Naquela época não existia nenhum movimento para nos ajudar neste sentido, por isso tive que lutar sozinha contra tudo e contra todos para conseguir quebrar o tabu.

Lea campos - Facebook - Facebook
Lea Campos
Imagem: Facebook

Interesse repentino

A infância de Léa foi cercada de carinho. Foi filha única até os oito anos, quando nasceram, então, seus dois irmãos. O pai sempre foi um incentivador — sempre que podia, levava a filha para pescar, jogar bolinha de gude e a ensinava a empinar pipas. Depois de muito Léa insistir, o pai fez uma bola de trapos para que ela pudesse jogar com os meninos da escola. "Se não me deixassem jogar, eu ameaçava levar a bola, porque era minha", conta.
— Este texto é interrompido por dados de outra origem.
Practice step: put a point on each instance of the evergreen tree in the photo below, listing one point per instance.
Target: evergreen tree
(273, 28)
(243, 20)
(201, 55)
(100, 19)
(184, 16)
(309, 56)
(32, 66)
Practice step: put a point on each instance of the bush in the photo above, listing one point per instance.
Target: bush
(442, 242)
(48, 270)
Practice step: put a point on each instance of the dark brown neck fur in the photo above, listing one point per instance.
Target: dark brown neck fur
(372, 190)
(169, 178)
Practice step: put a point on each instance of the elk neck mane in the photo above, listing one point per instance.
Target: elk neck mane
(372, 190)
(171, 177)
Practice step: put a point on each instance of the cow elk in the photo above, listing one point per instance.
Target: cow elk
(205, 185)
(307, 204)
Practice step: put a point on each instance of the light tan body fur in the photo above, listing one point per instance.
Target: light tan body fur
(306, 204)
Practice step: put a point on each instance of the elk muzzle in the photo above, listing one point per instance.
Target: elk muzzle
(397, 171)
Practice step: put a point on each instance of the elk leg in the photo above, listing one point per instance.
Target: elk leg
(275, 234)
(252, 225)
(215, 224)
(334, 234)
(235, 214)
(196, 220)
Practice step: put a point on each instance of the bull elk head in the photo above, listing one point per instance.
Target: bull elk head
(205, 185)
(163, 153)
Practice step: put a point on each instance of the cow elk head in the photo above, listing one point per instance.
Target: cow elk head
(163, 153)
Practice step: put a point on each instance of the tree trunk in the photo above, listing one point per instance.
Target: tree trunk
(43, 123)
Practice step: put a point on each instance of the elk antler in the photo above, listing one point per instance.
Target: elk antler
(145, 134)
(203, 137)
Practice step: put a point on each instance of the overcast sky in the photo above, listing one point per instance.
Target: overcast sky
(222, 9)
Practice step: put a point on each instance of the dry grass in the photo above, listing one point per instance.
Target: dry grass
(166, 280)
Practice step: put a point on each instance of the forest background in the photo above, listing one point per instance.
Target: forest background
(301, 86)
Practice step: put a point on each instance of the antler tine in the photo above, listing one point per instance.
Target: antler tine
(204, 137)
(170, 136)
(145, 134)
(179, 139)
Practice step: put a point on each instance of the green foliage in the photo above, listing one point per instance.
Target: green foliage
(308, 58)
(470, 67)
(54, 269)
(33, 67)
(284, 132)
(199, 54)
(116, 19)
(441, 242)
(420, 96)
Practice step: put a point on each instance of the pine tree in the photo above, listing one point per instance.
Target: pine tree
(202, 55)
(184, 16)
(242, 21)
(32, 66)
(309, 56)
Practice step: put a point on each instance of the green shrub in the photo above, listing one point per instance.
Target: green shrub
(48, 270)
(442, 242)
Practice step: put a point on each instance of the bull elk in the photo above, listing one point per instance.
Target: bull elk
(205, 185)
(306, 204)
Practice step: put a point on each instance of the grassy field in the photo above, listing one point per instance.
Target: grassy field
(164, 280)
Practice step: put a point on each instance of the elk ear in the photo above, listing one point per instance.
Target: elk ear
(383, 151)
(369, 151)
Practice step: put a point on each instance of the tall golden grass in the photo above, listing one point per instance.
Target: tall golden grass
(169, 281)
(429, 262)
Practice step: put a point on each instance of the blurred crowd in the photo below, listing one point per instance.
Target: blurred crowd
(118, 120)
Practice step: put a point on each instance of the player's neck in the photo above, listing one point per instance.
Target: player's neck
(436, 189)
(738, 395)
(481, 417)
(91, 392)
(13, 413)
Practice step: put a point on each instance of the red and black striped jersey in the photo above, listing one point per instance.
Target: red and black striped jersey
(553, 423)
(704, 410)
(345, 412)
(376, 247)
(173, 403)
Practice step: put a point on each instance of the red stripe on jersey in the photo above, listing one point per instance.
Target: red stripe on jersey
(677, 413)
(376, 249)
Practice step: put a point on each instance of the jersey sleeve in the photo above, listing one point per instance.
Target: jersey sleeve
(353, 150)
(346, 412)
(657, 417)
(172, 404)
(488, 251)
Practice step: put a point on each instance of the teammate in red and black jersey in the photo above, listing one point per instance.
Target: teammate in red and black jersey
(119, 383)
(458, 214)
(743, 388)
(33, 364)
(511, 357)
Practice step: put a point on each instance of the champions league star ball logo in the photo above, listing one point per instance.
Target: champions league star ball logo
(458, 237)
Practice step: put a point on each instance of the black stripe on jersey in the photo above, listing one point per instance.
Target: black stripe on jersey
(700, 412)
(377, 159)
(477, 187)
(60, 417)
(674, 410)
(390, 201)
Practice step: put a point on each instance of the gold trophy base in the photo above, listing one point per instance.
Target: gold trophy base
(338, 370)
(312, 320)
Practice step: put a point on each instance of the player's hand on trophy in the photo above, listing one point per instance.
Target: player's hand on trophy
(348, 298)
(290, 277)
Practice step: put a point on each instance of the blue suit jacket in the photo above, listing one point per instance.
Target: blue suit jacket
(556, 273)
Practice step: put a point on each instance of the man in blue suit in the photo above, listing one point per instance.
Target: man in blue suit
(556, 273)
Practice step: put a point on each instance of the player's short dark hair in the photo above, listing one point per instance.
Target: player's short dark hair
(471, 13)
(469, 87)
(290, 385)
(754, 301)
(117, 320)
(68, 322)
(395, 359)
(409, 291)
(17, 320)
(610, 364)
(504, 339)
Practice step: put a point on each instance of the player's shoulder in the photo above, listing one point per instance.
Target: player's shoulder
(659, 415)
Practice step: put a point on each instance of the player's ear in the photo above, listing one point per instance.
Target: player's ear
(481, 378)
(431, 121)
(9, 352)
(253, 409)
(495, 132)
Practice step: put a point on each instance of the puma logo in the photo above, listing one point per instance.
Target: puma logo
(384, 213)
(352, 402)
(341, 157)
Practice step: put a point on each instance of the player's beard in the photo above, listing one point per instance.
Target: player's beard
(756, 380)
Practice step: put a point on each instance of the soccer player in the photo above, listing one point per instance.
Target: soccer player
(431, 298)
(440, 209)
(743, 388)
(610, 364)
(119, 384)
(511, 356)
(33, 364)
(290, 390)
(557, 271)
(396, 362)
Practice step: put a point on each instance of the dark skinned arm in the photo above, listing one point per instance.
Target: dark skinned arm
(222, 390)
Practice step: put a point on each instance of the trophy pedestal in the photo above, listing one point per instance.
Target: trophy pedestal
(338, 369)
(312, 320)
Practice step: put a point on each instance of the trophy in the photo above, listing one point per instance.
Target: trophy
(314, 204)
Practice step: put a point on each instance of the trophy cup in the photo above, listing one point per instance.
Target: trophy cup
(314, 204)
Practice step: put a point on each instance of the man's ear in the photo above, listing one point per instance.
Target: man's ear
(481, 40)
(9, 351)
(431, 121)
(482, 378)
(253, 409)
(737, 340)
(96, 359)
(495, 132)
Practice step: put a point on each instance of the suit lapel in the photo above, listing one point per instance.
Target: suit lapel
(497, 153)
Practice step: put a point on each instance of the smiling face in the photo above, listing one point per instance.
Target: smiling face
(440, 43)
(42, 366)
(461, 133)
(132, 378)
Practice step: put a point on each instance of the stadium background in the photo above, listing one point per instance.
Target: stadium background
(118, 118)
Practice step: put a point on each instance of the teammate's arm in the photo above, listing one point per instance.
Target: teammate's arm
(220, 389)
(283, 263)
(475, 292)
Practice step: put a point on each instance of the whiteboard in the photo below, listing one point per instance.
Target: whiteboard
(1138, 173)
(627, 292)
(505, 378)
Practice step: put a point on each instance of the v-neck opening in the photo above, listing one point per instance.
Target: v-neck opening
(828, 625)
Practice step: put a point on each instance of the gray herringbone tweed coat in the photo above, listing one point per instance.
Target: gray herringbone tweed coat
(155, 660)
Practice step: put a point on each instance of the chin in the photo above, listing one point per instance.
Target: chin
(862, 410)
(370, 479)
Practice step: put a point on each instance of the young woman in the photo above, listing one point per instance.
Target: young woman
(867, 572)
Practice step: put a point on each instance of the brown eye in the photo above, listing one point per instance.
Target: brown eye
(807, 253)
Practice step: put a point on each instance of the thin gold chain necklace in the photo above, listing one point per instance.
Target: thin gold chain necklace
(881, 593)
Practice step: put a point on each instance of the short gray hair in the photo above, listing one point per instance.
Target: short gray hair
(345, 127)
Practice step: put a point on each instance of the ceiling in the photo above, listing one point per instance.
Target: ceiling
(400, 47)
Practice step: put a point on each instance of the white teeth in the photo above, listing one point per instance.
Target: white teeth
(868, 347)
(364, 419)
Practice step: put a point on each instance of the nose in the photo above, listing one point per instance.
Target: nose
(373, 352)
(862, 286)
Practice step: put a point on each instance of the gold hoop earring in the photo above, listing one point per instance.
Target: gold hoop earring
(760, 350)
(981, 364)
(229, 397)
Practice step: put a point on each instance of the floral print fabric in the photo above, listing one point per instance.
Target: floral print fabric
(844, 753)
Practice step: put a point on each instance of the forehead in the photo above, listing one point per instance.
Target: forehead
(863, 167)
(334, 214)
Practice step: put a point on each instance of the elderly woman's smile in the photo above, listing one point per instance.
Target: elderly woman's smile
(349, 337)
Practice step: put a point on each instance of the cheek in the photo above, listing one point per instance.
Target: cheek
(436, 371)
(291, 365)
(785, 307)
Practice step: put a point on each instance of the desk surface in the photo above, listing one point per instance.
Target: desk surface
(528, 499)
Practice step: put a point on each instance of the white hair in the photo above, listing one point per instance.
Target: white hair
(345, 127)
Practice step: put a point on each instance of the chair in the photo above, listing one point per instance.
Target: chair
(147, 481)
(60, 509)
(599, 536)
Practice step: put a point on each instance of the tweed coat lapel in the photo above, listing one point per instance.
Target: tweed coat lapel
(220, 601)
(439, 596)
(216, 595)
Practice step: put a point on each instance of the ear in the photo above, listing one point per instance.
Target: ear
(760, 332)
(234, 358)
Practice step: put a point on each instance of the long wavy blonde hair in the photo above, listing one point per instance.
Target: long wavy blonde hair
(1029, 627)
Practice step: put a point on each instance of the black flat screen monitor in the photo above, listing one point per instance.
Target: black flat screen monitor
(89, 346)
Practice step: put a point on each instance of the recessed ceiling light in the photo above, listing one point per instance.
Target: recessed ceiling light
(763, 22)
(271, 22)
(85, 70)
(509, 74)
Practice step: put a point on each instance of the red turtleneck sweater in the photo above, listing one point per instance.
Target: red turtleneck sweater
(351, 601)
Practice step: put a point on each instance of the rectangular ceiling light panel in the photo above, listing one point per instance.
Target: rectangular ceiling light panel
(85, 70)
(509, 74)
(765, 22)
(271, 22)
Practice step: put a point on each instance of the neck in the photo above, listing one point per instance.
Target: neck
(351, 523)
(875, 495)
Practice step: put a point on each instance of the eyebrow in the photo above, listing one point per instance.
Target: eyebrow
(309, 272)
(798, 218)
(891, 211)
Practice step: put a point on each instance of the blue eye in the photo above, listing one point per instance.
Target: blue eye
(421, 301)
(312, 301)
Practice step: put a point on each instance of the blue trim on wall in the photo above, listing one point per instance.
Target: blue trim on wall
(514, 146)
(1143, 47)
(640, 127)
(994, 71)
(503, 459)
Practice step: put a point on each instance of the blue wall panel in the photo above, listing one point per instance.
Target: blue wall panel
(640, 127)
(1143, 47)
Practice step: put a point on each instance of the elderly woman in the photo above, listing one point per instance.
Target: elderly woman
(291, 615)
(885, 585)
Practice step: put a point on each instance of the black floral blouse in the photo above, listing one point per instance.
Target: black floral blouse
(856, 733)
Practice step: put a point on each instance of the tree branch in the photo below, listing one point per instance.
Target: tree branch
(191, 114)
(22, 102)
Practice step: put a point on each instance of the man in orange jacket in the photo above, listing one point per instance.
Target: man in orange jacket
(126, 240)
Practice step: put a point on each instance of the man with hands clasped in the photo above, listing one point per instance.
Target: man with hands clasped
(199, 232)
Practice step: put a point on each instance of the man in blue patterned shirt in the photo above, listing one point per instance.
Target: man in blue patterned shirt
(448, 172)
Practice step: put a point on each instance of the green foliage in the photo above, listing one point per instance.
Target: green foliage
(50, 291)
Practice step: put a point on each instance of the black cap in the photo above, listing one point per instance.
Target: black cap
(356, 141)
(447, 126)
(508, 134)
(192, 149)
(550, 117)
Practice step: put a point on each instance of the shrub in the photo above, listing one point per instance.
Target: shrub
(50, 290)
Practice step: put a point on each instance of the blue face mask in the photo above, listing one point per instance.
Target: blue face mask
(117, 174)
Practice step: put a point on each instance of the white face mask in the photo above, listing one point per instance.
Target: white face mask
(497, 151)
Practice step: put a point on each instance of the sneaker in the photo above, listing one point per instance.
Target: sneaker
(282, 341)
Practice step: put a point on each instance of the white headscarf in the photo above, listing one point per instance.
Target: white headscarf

As idas ao estádio começaram em 1965, para assistir aos jogos do Cruzeiro — seu time amado — junto de seu namorado. "Não entendia nada de futebol. Só sabia que tinha sido gol porque o número no placar mudava", conta. Então, Léa passava o jogo todo perturbando o companheiro com as mil perguntas que rodeavam sua cabeça.

"Meu namorado trabalhava em frente à Radio Itatiaia e, comentando o que acontecia quando íamos ao estádio, alguém disse a ele que estava aberto o curso para árbitros. Se eu topasse fazer, quem sabe eu o deixasse tranquilo para assistir aos jogos. E assim foi. Ele me matriculou e fiz o curso na Escola de Árbitros da Federação Mineira de Futebol."

Mas o que era para ser só um apanhado de conhecimentos despertou em Léa uma paixão imensa. Ela não queria só entender de futebol. Queria atuar. Da família, teve todo o apoio possível -- mas ninguém acreditava que ela fosse bancar todas as adversidades de ser uma mulher querendo apitar. Ainda mais nos anos 1960. Ainda mais num ambiente machista.

Depois de brigar um monte e de chegar até ao presidente do país, Léa conseguiu o tão sonhado diploma. Seu primeiro jogo, no Mineirão, foi "mais uma festa que um jogo", só para que ela recebesse seu diploma.

Lea campos - Museu do Futebol - Museu do Futebol
Imagem: Museu do Futebol

Missão cumprida? Ainda não

Apesar da emoção de ver um trio de arbitragem feminino numa Copa, Léa não sente que sua missão como pioneira está cumprida: "Existe ainda muito machismo no meio". Ainda assim, se sente realizada por ver que sua luta não foi em vão. "Abri uma porta para muitas meninas, mas quero ter a oportunidade de ver trios femininos participando mais, sem o alarde da novidade".

O curso é o mesmo para ambos os sexos, os testes físicos são os mesmos, então não há motivo para surpresas [em relação ao desempenho das árbitras]. As meninas estão aptas e sabem da responsabilidade de cada uma.

Léa se emociona quando fala da nova geração de árbitras brasileiras conquistando um espaço cada vez maior. As vê como guerreiras que, antes, não tinham coragem de lutar. "Ainda hoje vejo que elas mesmo se restringem bastante, preferem ser assistentes que árbitras, por quê?", questiona.

"O mundo é de quem acredita em si e não tem medo de enfrentar o preconceito, que vai existir sempre. Minha meta sempre foi não deixar que o machismo me ofuscasse e meu slogan será sempre: 'não joguem a toalha antes de subir no ringue. Os fortes sempre triunfam'. Temos que matar o covarde que todos temos dentro de nós para sermos os vencedores queremos ser".